Matthew McConaughey, Anne Hathaway, Djimon Hounsou, and Diane Lane all somehow got coerced (or tricked) into signing up for this thing, and when all is said and done, you’ll either find yourself lamenting how the mighty are fallen or trying to figure out who they owed big.

And what’s worse (yes, there’s a “worse”) is that Serenity actually has the makings of a good (or at least decent) movie until it careens so entirely off the rails.

McConaughey stars as Baker Dill, a loner fishing guide who lives in a repurposed shipping container on the remote island of Plymouth (Mauritius, in real life) and spends his days taking rich jackasses out in his boat. At the same time he’s also hunting down his white whale—a gigantic tuna he’s named Justice. And when he’s not doing either of those things, he can usually be found in flagrante with Constance (Lane).

’Round about this time, rich socialite Karen (Hathaway) arrives on the scene, begging John (which is apparently Baker’s real name) to kill her husband Frank (Jason Clarke). Turns out she used to be with Baker (and they even had a kid together), but when Baker went off to war, she left him and took up with Frank. Frank, though, is worse than any jackass Baker has ever taken out on his boat—a creepy, ultra-possessive dude who Anne will pay Baker $10 million to dispatch.

Decent setup, right? It may be pretty standard for noir-ish, pulpy fare, but there’s at least a little bit of promise.

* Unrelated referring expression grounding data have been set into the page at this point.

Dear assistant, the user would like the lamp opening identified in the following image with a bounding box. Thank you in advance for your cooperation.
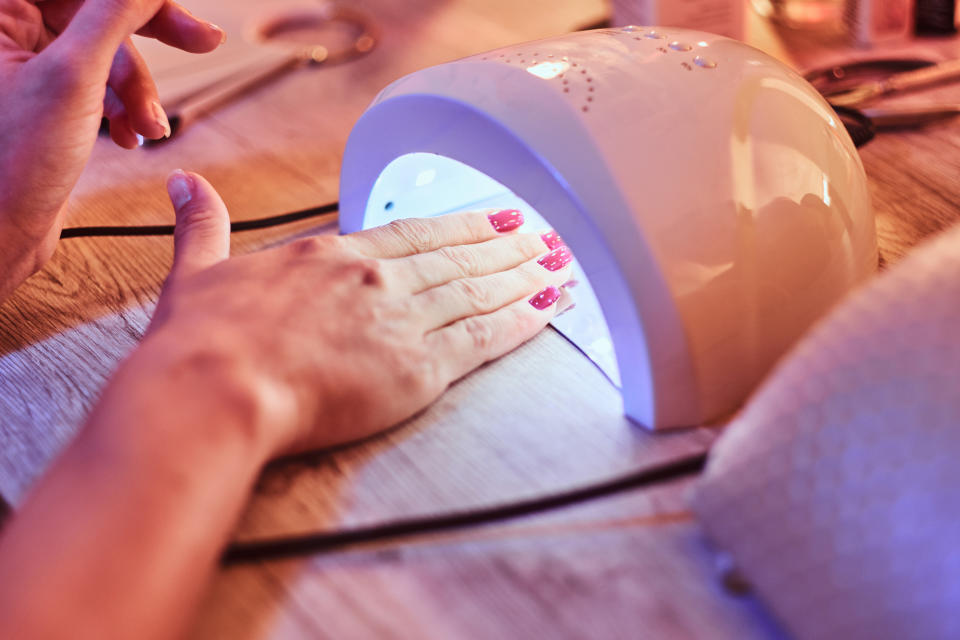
[365,152,621,388]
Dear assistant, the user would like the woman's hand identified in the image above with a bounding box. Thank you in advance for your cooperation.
[0,0,225,301]
[128,171,574,459]
[0,175,572,640]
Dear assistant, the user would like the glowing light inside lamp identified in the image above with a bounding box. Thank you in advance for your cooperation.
[526,61,570,80]
[365,153,621,387]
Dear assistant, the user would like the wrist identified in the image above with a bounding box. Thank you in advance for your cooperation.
[0,216,59,303]
[89,329,300,470]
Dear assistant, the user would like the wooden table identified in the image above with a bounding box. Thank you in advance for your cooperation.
[3,1,960,637]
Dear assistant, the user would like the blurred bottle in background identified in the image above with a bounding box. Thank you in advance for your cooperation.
[611,0,928,46]
[753,0,847,33]
[610,0,746,39]
[914,0,957,34]
[845,0,913,45]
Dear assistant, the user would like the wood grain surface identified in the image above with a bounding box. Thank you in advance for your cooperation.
[2,0,960,637]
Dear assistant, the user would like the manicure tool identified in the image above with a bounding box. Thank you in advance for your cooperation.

That feeling doesn’t last long, though.

Shortly after Karen’s arrival, we start to get the sense there’s something wonky afoot… and then, as the “big twist” slowly reveals itself, we’re left with little to think except: “Is this movie really going there? Seriously?” Alas, yes it is. And we haven’t even mentioned the weirdo accountant-guy wading through the surf in his three-piece suit.

I will begrudgingly give the cast some credit, since they actually seem to be putting forth some effort here, but there’s only so much they can do with lines like, “Around here everyone seems to know everything, but what if the truth is no one knows anything?”

Writer-director Steven Knight (who also wrote the less-than-mediocre Burnt and Allied) was probably going for something like Inception or Lost some other mind-bendy head-trip when he came up with Serenity, but whew, something not-so-funny happened on the way to the big screen. While I can easily see a certain (small) portion of the viewing populace looking at this as something so-bad-it’s-good, it’s not. It’s just bad. Plot holes abound, the twist results in nothing but confused looks followed by hefty eye rolls, and in the end none of it actually makes a lick of sense.

I’m sure one day years from now we’ll hear about how McConaughey lost a bet or that Hathaway had simply always wanted to visit Mauritius, but until then we’re left to sit and wonder how this trainwreck of a catastrophe ever came to be.